What does success look like?
Last week I asked my editors to share the following with everyone on their staff:
Ask yourself
1) How many page views did your work generate this week? What can you point to that you know is yours?
2) What did you do to get your work in front of everyone who would have been served by it?
- How did you use social media to expose your work?
- What guerilla tactics did you employ?
- Who did you partner with to expand the audience?
3) What can you point to that would show proof that you served a larger audience this week than last? What did you do this week that was new?
4) How did your work influence your audience? What evidence can you point to that shows impact?
5) What was the least valuable thing you did this week, and how can you avoid doing it again?
This is unusual stuff to be talking about in a newsroom. Our traditional goals — beyond the absolute basics of ensuring that everything we publish is truthful, accurate and fair — have involved such things as making deadline, getting front-page play and winning awards. That’s what success used to look like.
But in the new world of media — one in which user-generated content is on equal footing with original reporting, and in which the front page of the paper is of fleeting concern — we need a new vision of success.
Indeed, it is unreasonable for me, as managing editor, to ask people to succeed if I cannot provide a gauge for success. That is what motivated me to write these five points.
I do not believe that there is a one-size-fits-all solution for this or any newsroom. I do not believe that any journalist can pull a worksheet off the shelf and use it to gauge success. But I do believe that we each must find specific targets to aim at, and track our progress carefully.

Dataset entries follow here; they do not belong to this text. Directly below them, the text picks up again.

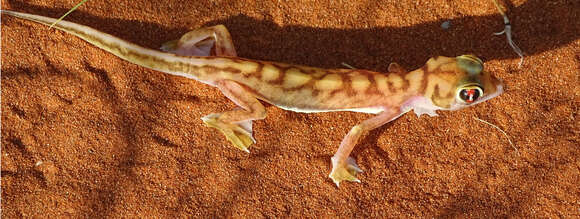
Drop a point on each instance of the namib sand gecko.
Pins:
(208, 56)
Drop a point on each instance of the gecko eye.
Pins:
(469, 94)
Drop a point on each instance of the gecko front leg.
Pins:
(236, 125)
(343, 166)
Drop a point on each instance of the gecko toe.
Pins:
(344, 171)
(235, 134)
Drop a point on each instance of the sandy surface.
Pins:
(86, 134)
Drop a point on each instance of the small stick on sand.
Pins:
(495, 126)
(508, 33)
(347, 65)
(68, 12)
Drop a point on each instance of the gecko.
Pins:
(208, 55)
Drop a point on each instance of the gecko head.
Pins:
(460, 82)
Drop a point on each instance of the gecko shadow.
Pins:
(374, 48)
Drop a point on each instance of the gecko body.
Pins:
(208, 55)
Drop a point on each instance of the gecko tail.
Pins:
(149, 58)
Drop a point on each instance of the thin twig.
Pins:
(347, 65)
(495, 126)
(68, 12)
(508, 33)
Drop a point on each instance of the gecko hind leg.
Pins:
(205, 41)
(343, 166)
(236, 124)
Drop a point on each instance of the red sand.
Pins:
(87, 134)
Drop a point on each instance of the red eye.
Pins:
(470, 94)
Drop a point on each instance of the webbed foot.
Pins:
(344, 171)
(238, 134)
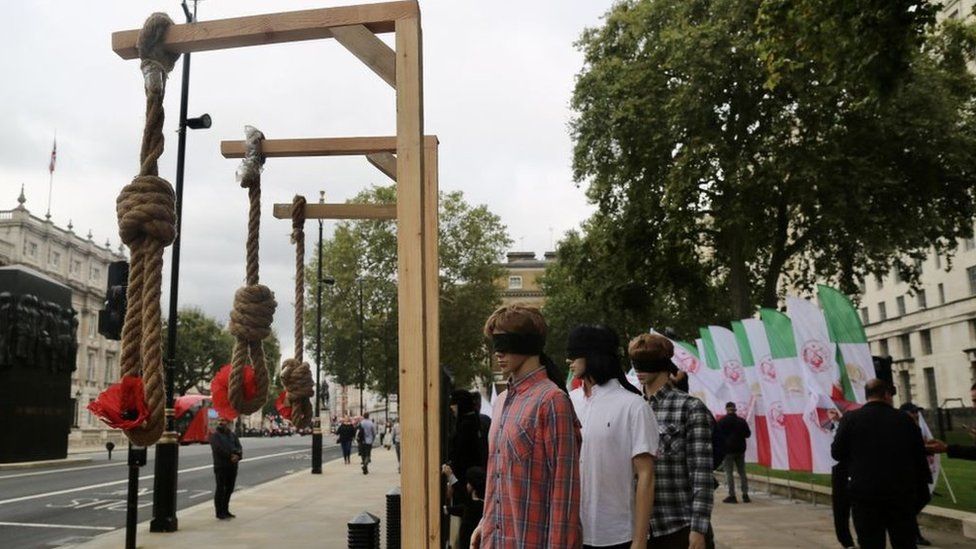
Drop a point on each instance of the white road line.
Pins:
(65, 470)
(146, 477)
(73, 526)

Ideally, such efforts will provide bragging rights for everyone in this newsroom. At any moment, anyone should be able to answer the question, “How have you helped us meet our goal?” Supervisors should include feedback from these five points in annual reviews to shine a light on specific accomplishments and long-term progress.
Digital First social media guru Steve Buttry today wrote about similar concepts, though in much more detail. I will be interested in his continuing look at this important topic.
Every successful venture needs a road map. Readjust as needed along the way, but never leave home without it.